Une exposition de cadavres d’origine douteuse interdite à Paris
Plaidoyer
Ensemble contre la peine de mort (ECPM), une organisation membre de la Coalition mondiale, et l’association de défense des droits de l’Homme Solidarité Chine ont lancé avec succès une action en justice contre l’exposition Our body, à corps ouverts à Paris.
Un juge français a ordonné la fermeture de cette « exposition anatomique de vrais corps humains », qui présentait, moyennant un droit d’entrée de 15 euros, des cadavres et des organes disséqués et conservés artificiellement en provenance de Chine.
ECPM et Solidarité Chine ont mis en avant les origines troubles des corps présentés, qu’ils soupçonnent d’appartenir à des condamnés à mort et à des prisonniers. « Il s’agit exclusivement de
corps de ressortissants chinois, masculins, jeunes, et ne présentant aucune pathologie
particulière, de sorte que l’hypothèse de la mort naturelle de ces hommes paraît improbable », soulignent les associations dans un communiqué.
« Ne sait-on pas ici que, dans de nombreux cas, les parents des suppliciés chinois se plaignent de n’avoir pas pu voir ni recueillir la dépouille de leur proche ? », rappelle Richard Sédillot, l’avocat des deux organisations. « Selon la tradition chinoise, la mise en terre d’une personne décédée correspond à l’acte le plus sacré de la vie familiale. On peut en déduire à quel point l’exposition de corps sans sépulture peut être traumatisant pour les familles concernées », ajoute-t-il.
Consentement incertain
Les organisateurs, qui affirment avoir obtenu les cadavres par l’intermédiaire d’une fondation scientifique basée à Hong Kong, n’ont pas été en mesure de prouver que les personnes concernées avaient consenti à l’exposition de leur corps.

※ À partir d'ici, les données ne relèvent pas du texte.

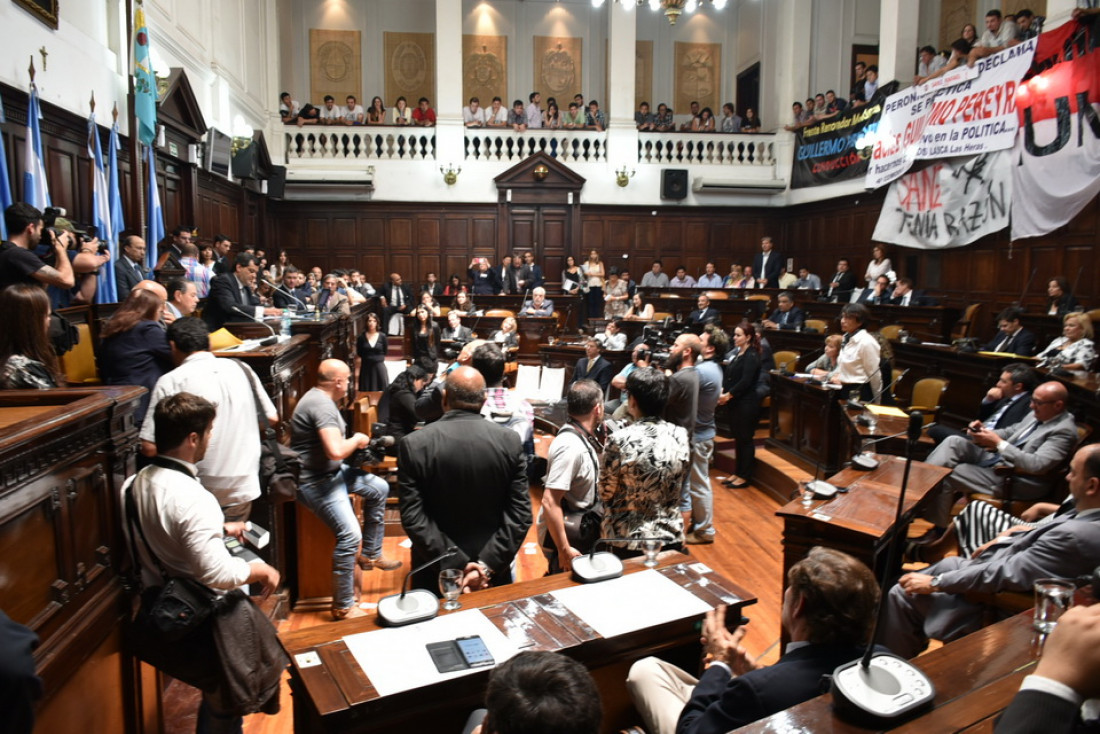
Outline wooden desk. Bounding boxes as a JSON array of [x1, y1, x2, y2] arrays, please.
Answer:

Les plaignants ont par ailleurs montré que l’exposition Our body était incompatible avec une loi française sur le respect du corps humain appliquée depuis décembre 2008.

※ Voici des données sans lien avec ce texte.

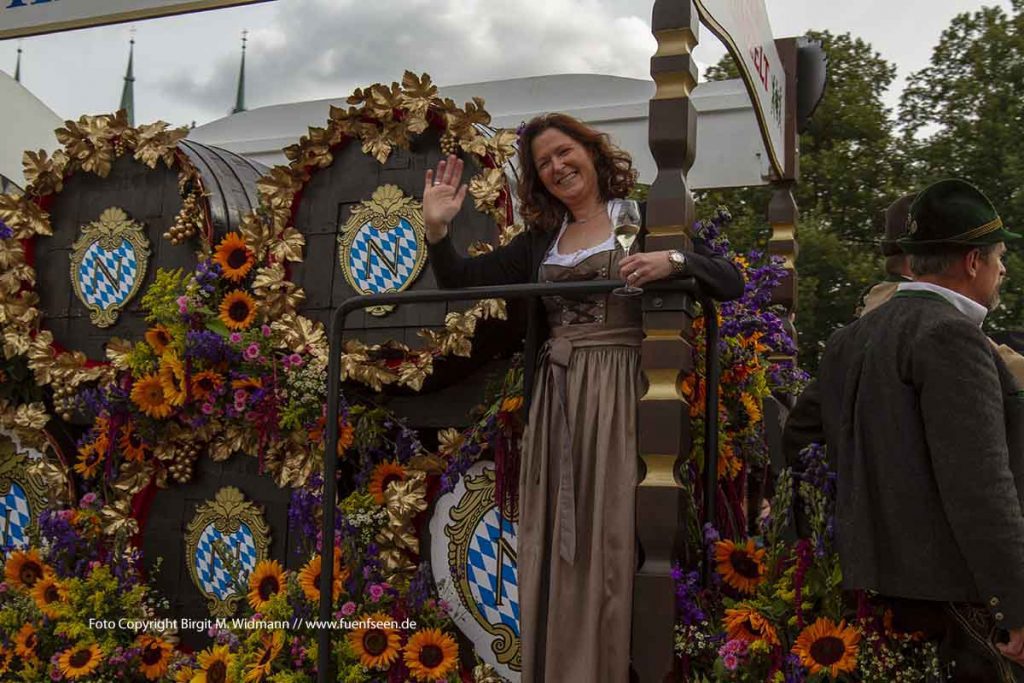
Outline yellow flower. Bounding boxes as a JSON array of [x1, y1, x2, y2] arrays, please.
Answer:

La société Encore Events, promotrice de l’événement, affirme que 30 millions de personnes ont visité des expositions similaires dans de nombreux pays sans qu’aucun problème légal soit soulevé. Elle évoque un « amalgame » et a déposé un recours, qui sera examiné en appel dans quelques jours.
« Nous cherchons de nouvelles jurisprudences, de nouvelles preuves pour montrer que nous étions fondés à agir », explique Hélène Labbouz, membre de l’équipe d’ECPM qui suit cette affaire.
En 2008, la Coalition mondiale avait soulevé lors d’une campagne ciblant la Chine les trafics liés aux corps des condamnés et le manque de transparence des autorités au sujet de la peine de mort.
Mise à jour du 5 mai :
La Cour d’Appel de Paris a confirmé le premier jugement et maintenu l’interdiction de l’exposition. "La société Encore Events ne rapporte pas la preuve, qui lui incombe, de l’origine licite et non frauduleuse des corps litigieux et de l’existence de consentements autorisés", peut-on lire dans sa décision. L’organisateur a annoncé un pourvoi en cassation.